Unlike traditional barcodes, the RFID tags carry comprehensive medication data—drug name, lot number, quantity, location, expiration date, and days until expiration. “One quick scan tells us if we’re about to run out of any critical medication,” says Wagner. “Before, we only found out after medications expired. Now we can redistribute medications or adjust orders before shortages impact patients.”

Technicians who once dreaded manual inventory days now work with confidence,​ ​backed by the 100% improvement in visibility at the hospital, according to Mathen. The financial impact has also been significant: “We’ve spent $14 million less on clotting factor medications compared to last year,” Mathen reports. “By being able to detect expiring medication and preventing their loss or misplacement, we can use every vial efficiently and give patients the treatments they need while buying less.”

The success extends far beyond Texas Children's walls. The hospital now works with seven other children's hospitals, sharing inventory data for pediatric cancer drugs. When one hospital faces shortages, it can redirect medications where they're needed most. "Everybody can say they know where their drugs are.
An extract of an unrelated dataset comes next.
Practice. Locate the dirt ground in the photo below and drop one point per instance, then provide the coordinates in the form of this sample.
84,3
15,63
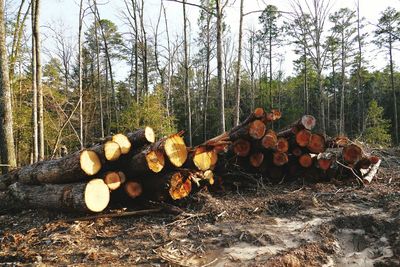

But we can actually show you," Wagner confirms.

But this is not the endgame, and innovation continues. The hospital is eager to roll out Zebra’s next generation of smart tags, designed to help make medication management safer and faster. These include temperature-sensitive tags that turn red when drugs get warm after sitting outside the fridge for too long and RFID lighting tags that illuminate on command. “When you need to find one specific vial to save a child’s life, having it light up is absolutely revolutionary,” says Mathen. “We can’t wait to put that in action.”

All these advances come from the same foundation that made the original RFID project successful. “Without the trifecta of our operational knowledge, Tecsys's software and Zebra's hardware, we wouldn’t be as successful as we are today,” Mathen reflects. Together, they’ve built a system where trust translates into action: every medication is tracked, patients receive timely treatment, and no child waits for life-saving drugs.